Une fois les réactions PCR terminées, séparez les produits PCR sur un gel à 1 % à l’aide d’une électrophorèse standard. Analysez les échantillons à environ 120 volts jusqu’à ce que le front D atteigne les trois quarts de la longueur totale du gel. Visualisez le gel sous la lumière UV et inspectez les bandes résultantes pour voir si un fragment d’ADN approprié a été amplifié.
Ce gel représentatif montre les résultats de l’électrophorèse des produits PCR dérivés d’échantillons d’ADN d’herbe de Kogan, d’herbe de sang japonaise et d’herbe de sang japonaise combinés à de l’herbe de Kogan et des amorces spécifiques de JBG, ainsi que le contrôle positif du tour LF et un contrôle négatif sans modèle. L’ensemble d’amorces de contrôle positif turn LF fonctionne aussi bien pour l’herbe de Cogan, l’herbe de sang japonaise, l’herbe de sang japonaise et d’autres herbes, et donnera une bande de 890 paires de bases. Si tous les réactifs de PCR sont exempts de contaminants d’ADN, la réaction de contrôle négative n’aboutira pas à un produit de PCR.
Si l’échantillon d’ADN est dérivé de l’herbe de kogan de type sauvage, une réaction PCR utilisant l’ensemble d’amorces spécifiques à l’herbe de Kogan entraînera une seule bande à environ 595 paires de bases, tandis que les amorces spécifiques JBG n’aboutiront à aucune bande. De même, si l’échantillon d’ADN est dérivé de JBG ou d’une réaction J-B-G-A-P-C-R inversée, l’utilisation de l’ensemble d’amorces spécifiques à JBG donnera une seule bande à environ 594 paires de bases. Alors que les amorces spécifiques à l’herbe Kogan n’entraîneront pas de bande.
Étant donné que JBG et JBG inversé ont une séquence d’acide nucléique identique, ils auront donc des motifs de bandes identiques. Cependant, les différences morphologiques entre JBG et JBG reverts sont assez évidentes, de sorte que même si les résultats de la PCR sont les mêmes, les variétés JBG sont faciles à distinguer au niveau de la plante. Le séquençage de l’ADN des produits de PCR permet d’identifier d’éventuels changements dans les séquences d’ADN pour différents écotypes d’herbe de cogan.
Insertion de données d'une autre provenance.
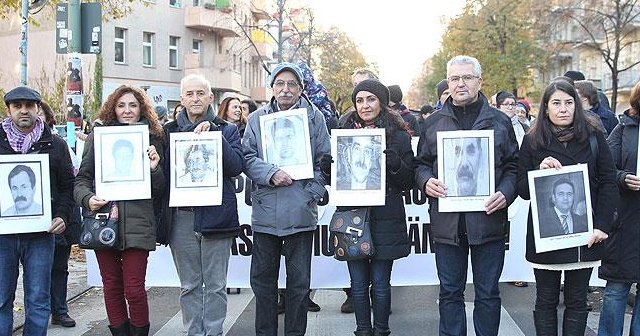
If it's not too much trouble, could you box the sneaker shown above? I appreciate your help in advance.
[340,295,354,314]
[51,314,76,328]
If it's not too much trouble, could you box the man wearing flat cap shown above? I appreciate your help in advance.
[0,86,74,335]
[242,62,330,335]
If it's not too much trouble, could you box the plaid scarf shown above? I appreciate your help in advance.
[2,118,44,154]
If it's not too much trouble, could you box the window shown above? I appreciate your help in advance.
[169,36,180,68]
[191,40,202,54]
[142,32,154,66]
[113,28,127,63]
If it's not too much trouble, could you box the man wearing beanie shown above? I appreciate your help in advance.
[242,62,331,335]
[387,85,419,136]
[0,86,74,335]
[416,56,518,336]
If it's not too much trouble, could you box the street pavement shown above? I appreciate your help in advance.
[8,260,631,336]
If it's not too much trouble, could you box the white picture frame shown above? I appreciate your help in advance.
[0,154,52,234]
[169,131,223,207]
[93,125,151,201]
[436,130,495,212]
[330,128,387,206]
[260,108,314,180]
[528,164,593,253]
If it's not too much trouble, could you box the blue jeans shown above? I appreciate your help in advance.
[435,239,504,336]
[0,233,55,336]
[51,244,71,316]
[598,281,640,336]
[251,231,313,336]
[347,259,393,331]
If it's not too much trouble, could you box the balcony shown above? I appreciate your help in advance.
[184,6,240,37]
[251,86,273,102]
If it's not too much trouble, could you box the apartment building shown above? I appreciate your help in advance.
[0,0,273,114]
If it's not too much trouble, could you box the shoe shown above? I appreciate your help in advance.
[340,295,354,314]
[51,314,76,328]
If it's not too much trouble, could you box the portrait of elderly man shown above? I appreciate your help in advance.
[336,135,381,190]
[445,138,489,196]
[538,177,589,238]
[2,165,42,217]
[176,144,217,188]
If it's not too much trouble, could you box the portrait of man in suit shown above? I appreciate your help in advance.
[538,177,589,238]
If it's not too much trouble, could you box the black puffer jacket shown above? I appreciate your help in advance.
[598,111,640,282]
[339,112,415,260]
[518,131,618,264]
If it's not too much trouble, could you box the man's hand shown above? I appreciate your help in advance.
[271,169,293,187]
[47,217,67,234]
[89,195,109,211]
[624,174,640,191]
[424,177,447,197]
[484,191,507,215]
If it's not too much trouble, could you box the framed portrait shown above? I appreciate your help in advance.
[330,129,387,206]
[93,125,151,201]
[528,164,593,253]
[437,130,495,212]
[260,108,314,180]
[0,154,51,234]
[169,131,223,207]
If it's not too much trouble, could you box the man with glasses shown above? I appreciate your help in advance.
[416,56,518,335]
[242,62,330,335]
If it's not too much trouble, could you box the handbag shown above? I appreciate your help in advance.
[79,202,119,250]
[329,208,375,261]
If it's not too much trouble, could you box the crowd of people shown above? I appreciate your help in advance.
[0,55,640,336]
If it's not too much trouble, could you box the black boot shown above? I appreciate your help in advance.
[129,324,150,336]
[562,309,589,336]
[533,309,558,336]
[109,321,130,336]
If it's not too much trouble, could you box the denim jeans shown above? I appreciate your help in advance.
[0,233,55,336]
[435,239,504,336]
[51,244,71,316]
[533,268,593,312]
[598,281,640,336]
[347,259,393,331]
[169,210,235,336]
[251,231,313,336]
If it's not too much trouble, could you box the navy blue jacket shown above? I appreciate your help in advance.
[157,112,244,240]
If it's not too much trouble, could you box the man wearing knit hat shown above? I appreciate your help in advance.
[0,86,74,335]
[416,56,518,336]
[242,62,330,335]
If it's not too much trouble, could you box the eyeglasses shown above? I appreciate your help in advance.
[447,75,480,84]
[273,80,300,89]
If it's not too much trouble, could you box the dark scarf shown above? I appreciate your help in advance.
[176,105,216,132]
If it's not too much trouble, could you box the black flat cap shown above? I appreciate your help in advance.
[4,86,42,105]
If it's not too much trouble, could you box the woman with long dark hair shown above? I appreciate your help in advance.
[74,85,164,335]
[518,79,618,336]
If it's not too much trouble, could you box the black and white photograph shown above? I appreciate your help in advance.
[0,154,51,234]
[437,130,495,212]
[528,164,593,253]
[331,129,386,206]
[169,131,222,206]
[94,125,151,200]
[260,109,313,180]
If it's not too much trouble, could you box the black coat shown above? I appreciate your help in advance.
[598,111,640,282]
[518,130,618,264]
[340,118,414,260]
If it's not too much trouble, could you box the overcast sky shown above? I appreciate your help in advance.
[307,0,464,92]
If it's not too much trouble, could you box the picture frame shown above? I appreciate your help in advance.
[93,125,151,201]
[169,131,223,207]
[0,154,52,234]
[436,130,495,212]
[330,128,387,206]
[260,108,314,180]
[528,164,593,253]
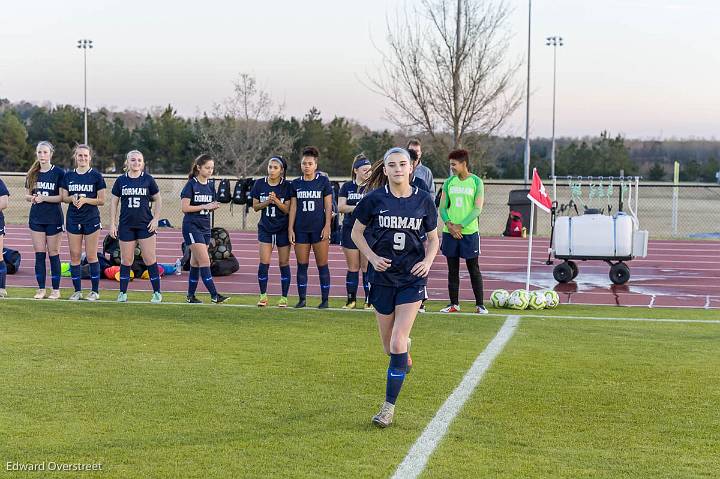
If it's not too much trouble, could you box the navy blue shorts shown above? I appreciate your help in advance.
[295,231,322,244]
[30,221,62,236]
[340,225,358,249]
[440,233,480,259]
[65,220,102,235]
[183,224,211,245]
[258,226,297,248]
[118,225,155,241]
[370,284,427,314]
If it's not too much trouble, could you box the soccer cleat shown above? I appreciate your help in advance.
[372,401,395,428]
[440,304,460,313]
[258,293,267,308]
[68,291,82,301]
[405,338,412,374]
[211,294,230,304]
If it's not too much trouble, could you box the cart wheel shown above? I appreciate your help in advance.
[553,261,572,283]
[568,261,579,279]
[610,262,630,284]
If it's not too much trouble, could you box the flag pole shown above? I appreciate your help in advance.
[525,201,535,292]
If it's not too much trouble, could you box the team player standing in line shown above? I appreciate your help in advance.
[180,154,228,304]
[352,148,439,427]
[440,150,488,314]
[110,150,162,303]
[250,156,292,308]
[0,174,10,299]
[60,145,106,301]
[338,153,372,309]
[25,141,65,299]
[288,146,332,309]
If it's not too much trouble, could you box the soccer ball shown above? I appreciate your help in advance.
[543,289,560,309]
[508,289,530,309]
[212,244,231,260]
[490,289,510,308]
[528,291,547,309]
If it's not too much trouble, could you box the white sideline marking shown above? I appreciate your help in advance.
[0,298,720,324]
[392,316,520,479]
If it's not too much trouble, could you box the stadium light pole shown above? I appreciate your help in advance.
[524,0,532,187]
[545,35,563,188]
[77,38,93,145]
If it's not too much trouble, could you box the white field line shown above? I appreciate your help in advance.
[392,316,520,479]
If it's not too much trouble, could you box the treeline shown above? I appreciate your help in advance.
[0,99,720,182]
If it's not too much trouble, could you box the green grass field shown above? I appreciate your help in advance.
[0,289,720,478]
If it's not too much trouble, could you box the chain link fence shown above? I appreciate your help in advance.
[0,173,720,239]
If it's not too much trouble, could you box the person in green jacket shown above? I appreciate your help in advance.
[440,150,488,314]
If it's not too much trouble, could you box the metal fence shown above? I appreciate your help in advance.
[0,173,720,239]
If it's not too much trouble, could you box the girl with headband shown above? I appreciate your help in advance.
[110,150,162,303]
[180,153,229,304]
[25,141,65,299]
[250,156,292,308]
[351,148,439,427]
[338,153,372,309]
[60,145,107,301]
[288,146,333,309]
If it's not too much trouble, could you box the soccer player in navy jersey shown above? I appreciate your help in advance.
[60,145,106,301]
[25,141,65,299]
[288,146,332,308]
[338,153,372,309]
[352,148,439,427]
[0,174,10,299]
[250,156,292,308]
[180,153,229,304]
[110,150,162,303]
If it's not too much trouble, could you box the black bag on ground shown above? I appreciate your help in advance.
[3,248,22,274]
[210,255,240,276]
[215,178,232,203]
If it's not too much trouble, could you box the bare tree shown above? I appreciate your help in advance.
[371,0,522,148]
[200,73,294,178]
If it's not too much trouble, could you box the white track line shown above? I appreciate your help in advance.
[0,296,720,318]
[392,316,520,479]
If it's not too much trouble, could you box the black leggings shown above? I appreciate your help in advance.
[446,256,483,306]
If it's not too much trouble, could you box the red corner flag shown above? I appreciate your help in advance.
[528,168,552,213]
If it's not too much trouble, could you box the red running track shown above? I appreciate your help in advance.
[5,226,720,309]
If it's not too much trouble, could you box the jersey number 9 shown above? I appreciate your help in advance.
[393,233,405,251]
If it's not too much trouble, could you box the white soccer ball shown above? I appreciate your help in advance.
[543,289,560,309]
[528,291,547,309]
[508,289,530,309]
[490,289,510,308]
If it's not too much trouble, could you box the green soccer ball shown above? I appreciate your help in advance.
[528,291,547,309]
[508,289,530,309]
[490,289,510,308]
[543,289,560,309]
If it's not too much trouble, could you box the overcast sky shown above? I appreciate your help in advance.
[0,0,720,139]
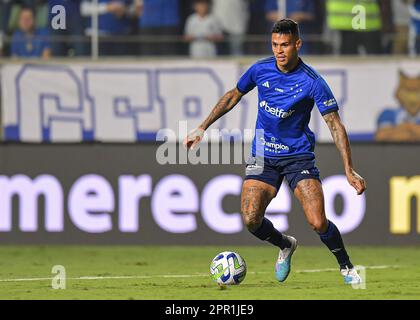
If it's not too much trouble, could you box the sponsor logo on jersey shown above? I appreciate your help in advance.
[260,137,289,152]
[260,101,295,119]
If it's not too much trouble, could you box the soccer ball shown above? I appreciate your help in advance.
[210,251,246,285]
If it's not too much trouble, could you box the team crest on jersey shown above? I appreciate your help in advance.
[262,81,270,88]
[260,101,295,119]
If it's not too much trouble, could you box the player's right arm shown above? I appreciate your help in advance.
[184,88,244,149]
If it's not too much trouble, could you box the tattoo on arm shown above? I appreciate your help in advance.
[200,88,243,130]
[324,112,353,172]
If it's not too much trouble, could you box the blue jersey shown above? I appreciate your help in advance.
[237,57,338,158]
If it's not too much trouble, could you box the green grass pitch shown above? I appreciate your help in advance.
[0,245,420,300]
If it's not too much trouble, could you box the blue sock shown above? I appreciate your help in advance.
[319,220,353,269]
[251,218,292,249]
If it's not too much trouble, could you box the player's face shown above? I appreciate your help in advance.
[271,33,302,68]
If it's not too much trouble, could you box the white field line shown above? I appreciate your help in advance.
[0,265,401,282]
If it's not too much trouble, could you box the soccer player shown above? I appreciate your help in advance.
[184,19,366,284]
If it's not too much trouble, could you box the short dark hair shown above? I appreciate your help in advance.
[271,19,300,38]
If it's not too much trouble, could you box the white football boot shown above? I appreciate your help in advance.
[340,267,363,284]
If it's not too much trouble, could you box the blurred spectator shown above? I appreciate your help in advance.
[392,0,410,54]
[247,0,279,54]
[80,0,133,56]
[286,0,325,54]
[48,0,87,56]
[212,0,249,56]
[8,0,49,32]
[327,0,389,54]
[11,8,51,59]
[185,0,223,58]
[0,0,13,34]
[409,0,420,56]
[139,0,181,55]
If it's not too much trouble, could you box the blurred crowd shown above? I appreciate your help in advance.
[0,0,420,59]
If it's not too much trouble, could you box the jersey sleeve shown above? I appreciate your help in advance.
[236,64,257,94]
[312,77,338,116]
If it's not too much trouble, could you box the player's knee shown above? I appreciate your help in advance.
[242,212,262,232]
[309,219,328,233]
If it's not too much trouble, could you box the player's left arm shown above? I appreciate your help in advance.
[323,111,366,194]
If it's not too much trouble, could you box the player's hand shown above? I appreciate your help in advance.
[184,128,204,150]
[346,169,366,195]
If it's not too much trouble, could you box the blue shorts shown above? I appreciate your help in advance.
[245,156,321,191]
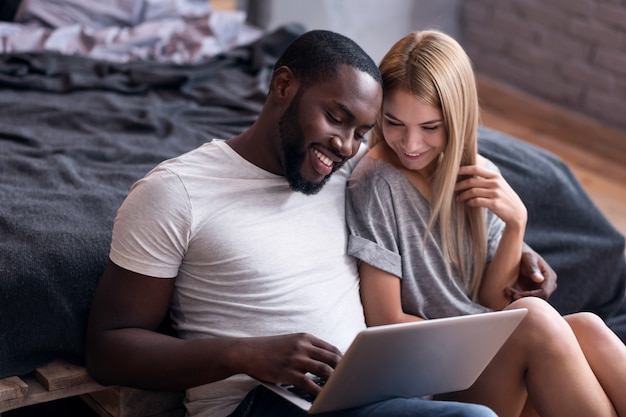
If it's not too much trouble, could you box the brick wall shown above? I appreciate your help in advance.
[460,0,626,132]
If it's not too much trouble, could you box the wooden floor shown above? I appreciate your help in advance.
[478,77,626,240]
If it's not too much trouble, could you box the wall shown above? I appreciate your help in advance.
[238,0,462,62]
[460,0,626,132]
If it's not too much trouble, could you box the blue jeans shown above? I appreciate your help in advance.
[229,386,497,417]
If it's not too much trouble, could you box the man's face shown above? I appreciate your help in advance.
[279,66,382,195]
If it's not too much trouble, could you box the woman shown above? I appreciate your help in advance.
[347,30,626,417]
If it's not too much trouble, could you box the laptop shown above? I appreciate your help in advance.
[263,309,527,414]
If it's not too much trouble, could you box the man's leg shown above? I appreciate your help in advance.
[606,292,626,343]
[229,386,496,417]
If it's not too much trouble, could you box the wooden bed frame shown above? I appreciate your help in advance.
[0,360,185,417]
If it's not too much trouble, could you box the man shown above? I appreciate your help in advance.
[87,31,544,417]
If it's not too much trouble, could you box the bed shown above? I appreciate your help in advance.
[0,0,626,415]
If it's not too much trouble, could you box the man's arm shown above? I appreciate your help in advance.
[505,243,557,301]
[86,261,340,394]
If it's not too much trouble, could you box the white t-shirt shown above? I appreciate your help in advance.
[110,140,365,416]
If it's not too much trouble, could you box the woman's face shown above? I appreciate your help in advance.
[382,90,448,178]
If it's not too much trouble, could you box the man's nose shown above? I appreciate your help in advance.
[330,134,356,158]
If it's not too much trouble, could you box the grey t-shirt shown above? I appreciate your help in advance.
[346,156,504,319]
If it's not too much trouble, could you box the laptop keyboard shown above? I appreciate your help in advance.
[281,375,326,403]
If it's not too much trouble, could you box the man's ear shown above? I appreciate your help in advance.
[270,66,298,101]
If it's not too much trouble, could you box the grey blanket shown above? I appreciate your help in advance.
[0,27,626,377]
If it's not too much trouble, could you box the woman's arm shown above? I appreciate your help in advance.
[455,165,528,310]
[359,262,423,326]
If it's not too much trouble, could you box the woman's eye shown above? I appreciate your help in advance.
[387,119,402,126]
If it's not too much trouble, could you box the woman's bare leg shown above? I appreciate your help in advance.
[565,313,626,416]
[436,297,617,417]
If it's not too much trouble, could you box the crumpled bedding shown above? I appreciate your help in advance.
[0,0,626,378]
[0,22,303,378]
[0,0,262,64]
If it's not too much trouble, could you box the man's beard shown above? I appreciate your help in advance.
[278,94,339,195]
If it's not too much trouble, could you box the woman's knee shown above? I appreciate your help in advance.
[507,297,573,346]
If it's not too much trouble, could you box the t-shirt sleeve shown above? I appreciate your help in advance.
[109,169,191,278]
[346,157,402,277]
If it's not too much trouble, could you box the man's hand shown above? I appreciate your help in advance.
[504,244,557,302]
[241,333,342,396]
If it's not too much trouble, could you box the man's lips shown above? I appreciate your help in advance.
[313,149,333,168]
[311,148,340,177]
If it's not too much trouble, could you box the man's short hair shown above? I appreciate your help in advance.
[274,30,382,86]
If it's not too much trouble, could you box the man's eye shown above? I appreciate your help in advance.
[326,113,341,125]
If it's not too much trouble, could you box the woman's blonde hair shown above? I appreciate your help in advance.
[368,30,487,299]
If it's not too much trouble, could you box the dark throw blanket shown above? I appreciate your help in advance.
[0,26,626,377]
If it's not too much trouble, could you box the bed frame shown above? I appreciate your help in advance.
[0,359,185,417]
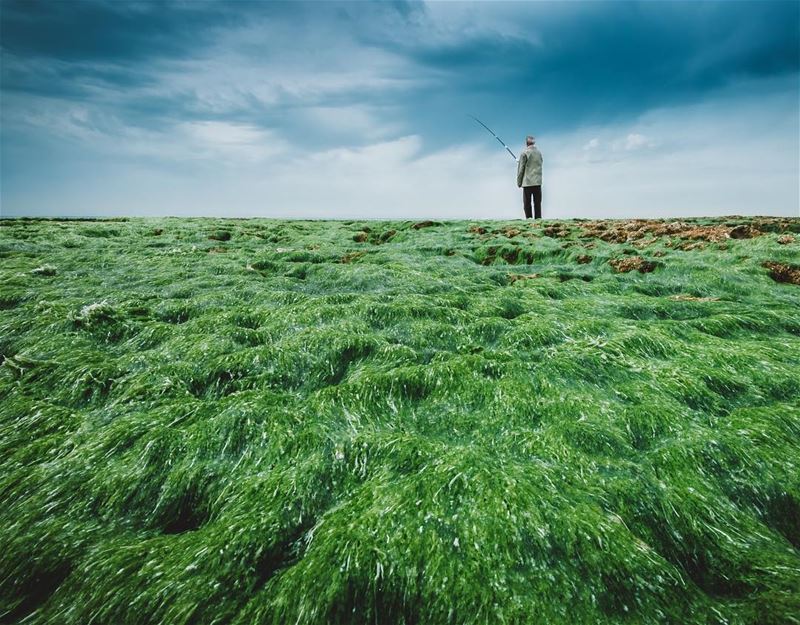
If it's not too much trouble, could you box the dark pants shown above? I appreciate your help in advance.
[522,184,542,219]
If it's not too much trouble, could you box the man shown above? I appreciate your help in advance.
[517,135,542,219]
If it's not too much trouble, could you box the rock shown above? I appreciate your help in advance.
[608,256,656,273]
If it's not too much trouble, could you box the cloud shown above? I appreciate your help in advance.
[0,0,800,217]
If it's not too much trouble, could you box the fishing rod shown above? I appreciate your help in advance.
[469,115,517,161]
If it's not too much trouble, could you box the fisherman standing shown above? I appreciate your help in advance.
[517,135,542,219]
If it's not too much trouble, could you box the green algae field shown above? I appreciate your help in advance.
[0,217,800,625]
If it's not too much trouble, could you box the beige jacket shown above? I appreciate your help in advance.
[517,145,542,187]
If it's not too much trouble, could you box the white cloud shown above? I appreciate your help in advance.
[3,78,800,219]
[611,132,656,152]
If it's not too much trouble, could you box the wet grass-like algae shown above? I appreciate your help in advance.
[0,218,800,625]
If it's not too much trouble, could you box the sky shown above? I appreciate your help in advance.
[0,0,800,219]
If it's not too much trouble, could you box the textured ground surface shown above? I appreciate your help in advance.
[0,218,800,625]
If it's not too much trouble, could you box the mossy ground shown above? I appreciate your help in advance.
[0,219,800,625]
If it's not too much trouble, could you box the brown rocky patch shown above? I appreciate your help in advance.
[608,256,656,273]
[669,293,719,302]
[761,260,800,285]
[580,219,768,246]
[542,225,570,239]
[508,273,539,284]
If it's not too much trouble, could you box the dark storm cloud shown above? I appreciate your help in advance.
[368,1,800,137]
[0,0,800,161]
[2,0,250,63]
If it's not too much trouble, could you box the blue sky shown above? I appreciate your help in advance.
[0,0,800,219]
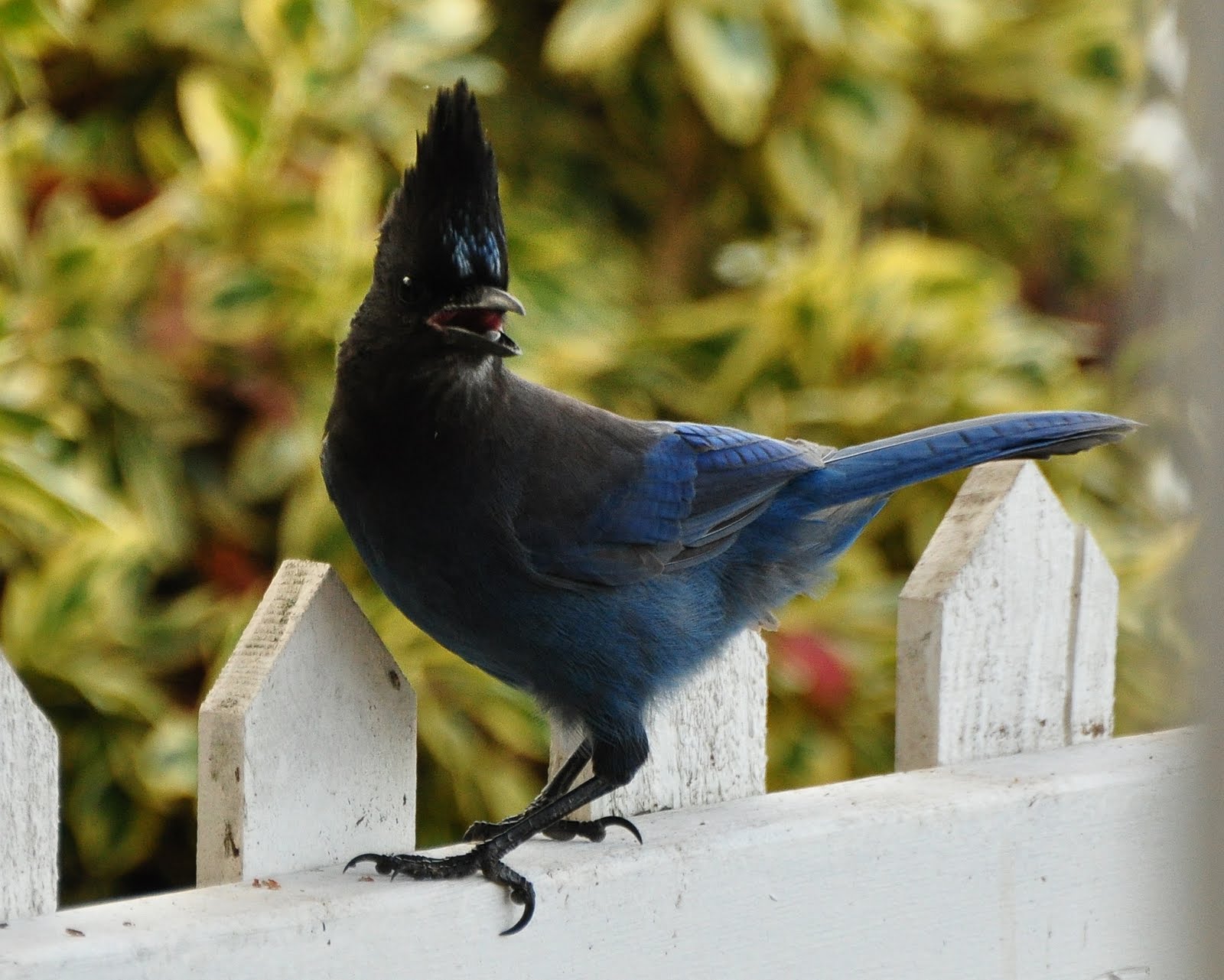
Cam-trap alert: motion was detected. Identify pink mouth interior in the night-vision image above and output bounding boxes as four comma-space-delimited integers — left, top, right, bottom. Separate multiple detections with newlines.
430, 308, 506, 334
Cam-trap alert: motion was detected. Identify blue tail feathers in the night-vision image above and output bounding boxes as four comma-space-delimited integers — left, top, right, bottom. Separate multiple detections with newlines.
804, 411, 1136, 506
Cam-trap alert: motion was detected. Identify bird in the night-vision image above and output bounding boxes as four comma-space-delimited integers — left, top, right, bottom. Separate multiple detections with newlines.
321, 80, 1134, 935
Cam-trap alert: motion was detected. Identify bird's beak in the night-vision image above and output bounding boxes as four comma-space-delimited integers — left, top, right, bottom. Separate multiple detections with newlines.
426, 286, 526, 357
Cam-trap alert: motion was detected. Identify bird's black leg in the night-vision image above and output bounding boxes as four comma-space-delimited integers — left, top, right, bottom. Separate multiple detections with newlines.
344, 760, 627, 936
463, 735, 641, 844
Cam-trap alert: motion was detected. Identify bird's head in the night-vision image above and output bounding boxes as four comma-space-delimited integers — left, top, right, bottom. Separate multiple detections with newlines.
371, 78, 524, 357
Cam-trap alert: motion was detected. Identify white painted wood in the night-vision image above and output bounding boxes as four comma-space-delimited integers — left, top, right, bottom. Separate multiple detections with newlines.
0, 731, 1216, 980
1066, 527, 1118, 743
896, 461, 1118, 770
549, 630, 769, 819
196, 562, 416, 884
0, 653, 60, 923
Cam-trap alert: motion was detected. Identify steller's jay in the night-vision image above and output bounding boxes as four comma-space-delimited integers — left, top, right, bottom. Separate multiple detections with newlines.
322, 80, 1134, 933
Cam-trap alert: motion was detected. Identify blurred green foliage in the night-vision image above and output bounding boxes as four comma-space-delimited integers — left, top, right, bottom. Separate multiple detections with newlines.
0, 0, 1189, 900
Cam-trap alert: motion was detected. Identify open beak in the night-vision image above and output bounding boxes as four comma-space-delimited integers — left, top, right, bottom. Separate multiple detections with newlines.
426, 286, 526, 357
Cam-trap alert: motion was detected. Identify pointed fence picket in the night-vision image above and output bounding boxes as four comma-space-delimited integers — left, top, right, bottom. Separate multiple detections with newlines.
0, 463, 1212, 980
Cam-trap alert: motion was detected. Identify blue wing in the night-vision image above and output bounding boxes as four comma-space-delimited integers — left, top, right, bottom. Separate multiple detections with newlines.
518, 423, 832, 584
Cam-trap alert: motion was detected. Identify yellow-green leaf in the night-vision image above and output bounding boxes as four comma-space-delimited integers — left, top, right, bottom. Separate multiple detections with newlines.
543, 0, 659, 75
667, 4, 777, 143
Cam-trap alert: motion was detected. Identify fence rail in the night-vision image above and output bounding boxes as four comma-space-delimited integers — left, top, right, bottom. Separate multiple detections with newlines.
0, 463, 1212, 980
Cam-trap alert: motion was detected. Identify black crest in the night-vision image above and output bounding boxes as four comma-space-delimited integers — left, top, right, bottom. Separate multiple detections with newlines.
379, 78, 508, 292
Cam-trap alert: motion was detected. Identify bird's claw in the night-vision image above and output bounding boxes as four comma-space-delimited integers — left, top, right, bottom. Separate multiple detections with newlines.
463, 814, 641, 844
463, 819, 513, 844
542, 816, 641, 844
344, 845, 535, 936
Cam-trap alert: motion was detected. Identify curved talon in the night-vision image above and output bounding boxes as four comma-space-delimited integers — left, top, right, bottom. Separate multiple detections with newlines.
480, 860, 535, 936
340, 854, 386, 874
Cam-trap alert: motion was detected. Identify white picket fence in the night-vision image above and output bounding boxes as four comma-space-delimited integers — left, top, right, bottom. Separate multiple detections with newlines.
0, 463, 1216, 980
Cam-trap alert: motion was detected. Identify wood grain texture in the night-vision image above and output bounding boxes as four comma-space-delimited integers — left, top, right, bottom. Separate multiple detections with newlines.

Le développement de cette technique fournit la première méthode moléculaire simplifiée capable de distinguer avec précision le type K sauvage et l’herbe et la forme inversée de sa variété ornementale, l’herbe de sang japonaise. Nous encourageons les utilisateurs de ce protocole à nous contacter pour nous signaler les résultats dérivés de l’utilisation de ce protocole. Ces informations partagées aideront à fournir des informations sur la distribution de l’herbe de sang japonaise.
Cela aidera également les organismes de réglementation de l’USDA à prendre des décisions éclairées sur les mesures qui pourraient être nécessaires pour contourner la propagation et l’hybridation potentielle des variétés de graminées Cogan très envahissantes.
Cette étude présente un protocole de génotypage moléculaire rapide et rentable pour différencier les variétés d'Imperata cylindrica, communément appelées cogongrass. La méthode utilise des amorces PCR spécifiques à la variété ciblant les différences de séquences d'ADN dans la région de l'espaceur trnL-F du chloroplaste, permettant une identification précise des variétés qui sont morphologiquement indiscernables.